Berlin (AFP) – Volkswagen, which recently pipped Toyota for the world’s biggest automaker title, lowered its global sales forecast for 2015 Wednesday citing weaker demand from China and other key markets.
The group based in the northern German city of Wolfsburg with a stable of 12 brands said turnover would stagnate this year, revising an outlook for a “moderate” increase in customer deliveries.
“We are keeping a very close watch on global macroeconomic trends, especially where there are uncertainties such as in the Chinese, Brazilian and Russian markets,” chief executive Martin Winterkorn said in a statement.
Second-quarter sales dipped 2.7 percent to 2.55 million units, with foreign turnover seeing an even steeper decline of 3.8 percent.

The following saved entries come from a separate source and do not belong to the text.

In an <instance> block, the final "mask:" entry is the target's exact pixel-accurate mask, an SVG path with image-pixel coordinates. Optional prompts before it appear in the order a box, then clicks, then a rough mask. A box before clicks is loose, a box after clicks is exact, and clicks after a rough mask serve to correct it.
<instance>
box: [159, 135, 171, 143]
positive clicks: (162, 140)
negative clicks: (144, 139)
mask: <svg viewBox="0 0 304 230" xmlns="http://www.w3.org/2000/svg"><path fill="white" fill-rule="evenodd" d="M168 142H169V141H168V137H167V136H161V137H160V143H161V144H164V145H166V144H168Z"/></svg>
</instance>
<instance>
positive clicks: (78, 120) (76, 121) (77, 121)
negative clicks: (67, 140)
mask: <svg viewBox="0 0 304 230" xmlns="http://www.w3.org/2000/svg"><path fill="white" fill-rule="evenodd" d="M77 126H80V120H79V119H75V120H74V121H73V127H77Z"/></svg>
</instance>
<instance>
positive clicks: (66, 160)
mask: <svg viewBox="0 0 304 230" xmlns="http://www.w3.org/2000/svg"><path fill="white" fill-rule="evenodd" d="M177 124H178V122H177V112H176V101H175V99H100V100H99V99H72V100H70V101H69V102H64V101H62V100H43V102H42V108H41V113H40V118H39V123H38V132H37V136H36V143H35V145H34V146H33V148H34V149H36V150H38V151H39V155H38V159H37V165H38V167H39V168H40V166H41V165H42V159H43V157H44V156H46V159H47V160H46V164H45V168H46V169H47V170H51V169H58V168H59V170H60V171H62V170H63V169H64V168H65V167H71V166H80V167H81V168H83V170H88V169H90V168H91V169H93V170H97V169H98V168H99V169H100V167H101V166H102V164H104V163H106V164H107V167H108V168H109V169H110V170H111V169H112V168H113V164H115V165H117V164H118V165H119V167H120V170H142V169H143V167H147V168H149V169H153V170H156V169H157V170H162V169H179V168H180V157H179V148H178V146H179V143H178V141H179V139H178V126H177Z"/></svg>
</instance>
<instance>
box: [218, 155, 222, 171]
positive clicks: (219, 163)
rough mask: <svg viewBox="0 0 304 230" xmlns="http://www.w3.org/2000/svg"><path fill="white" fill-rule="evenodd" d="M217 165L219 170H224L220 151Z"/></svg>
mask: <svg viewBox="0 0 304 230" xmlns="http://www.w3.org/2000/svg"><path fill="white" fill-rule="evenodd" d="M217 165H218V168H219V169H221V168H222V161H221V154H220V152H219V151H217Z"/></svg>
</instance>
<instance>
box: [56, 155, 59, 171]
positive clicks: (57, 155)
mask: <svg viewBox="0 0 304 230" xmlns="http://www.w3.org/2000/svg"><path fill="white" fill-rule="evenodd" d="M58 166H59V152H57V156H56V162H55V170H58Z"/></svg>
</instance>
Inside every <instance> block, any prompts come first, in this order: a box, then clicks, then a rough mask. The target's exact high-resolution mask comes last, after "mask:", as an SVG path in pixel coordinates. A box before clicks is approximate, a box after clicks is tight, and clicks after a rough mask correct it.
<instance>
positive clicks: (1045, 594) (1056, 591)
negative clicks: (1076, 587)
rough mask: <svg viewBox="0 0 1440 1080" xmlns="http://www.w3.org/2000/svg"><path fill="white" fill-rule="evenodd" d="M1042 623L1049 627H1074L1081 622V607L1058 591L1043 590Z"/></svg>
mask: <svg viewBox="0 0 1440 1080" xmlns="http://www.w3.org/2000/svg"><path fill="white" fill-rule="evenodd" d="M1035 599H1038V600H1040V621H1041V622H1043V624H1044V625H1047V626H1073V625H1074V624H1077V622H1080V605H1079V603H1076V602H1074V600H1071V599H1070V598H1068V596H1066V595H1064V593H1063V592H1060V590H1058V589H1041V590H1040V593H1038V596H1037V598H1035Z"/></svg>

During the first half, sales slipped 0.5 percent to 5.04 million units.
Between April and June, net profit fell 16 percent to 2.67 billion euros ($2.95 billion), coming in slightly below the 2.9 billion euros forecast by financial services company FactSet.
Nevertheless, figures showed Tuesday that Toyota fell behind Volkswagen as the world’s biggest automaker as the German giant outsold its Japanese rival in the first half of the year.
Volkswagen shares lost 1.94 percent to 186.90 euros on the Frankfurt stock exchange in late morning trading Wednesday.
The company underwent a bitter power struggle earlier this year that led to supervisory board chief and patriarch Ferdinand Piech stepping down in April.
One of the issues behind the rift between Piech and Winterkorn — who had been seen as Piech’s close ally and heir apparent — was the car maker’s difficulties in making substantial inroads into the US market and its over-dependence on the Chinese market.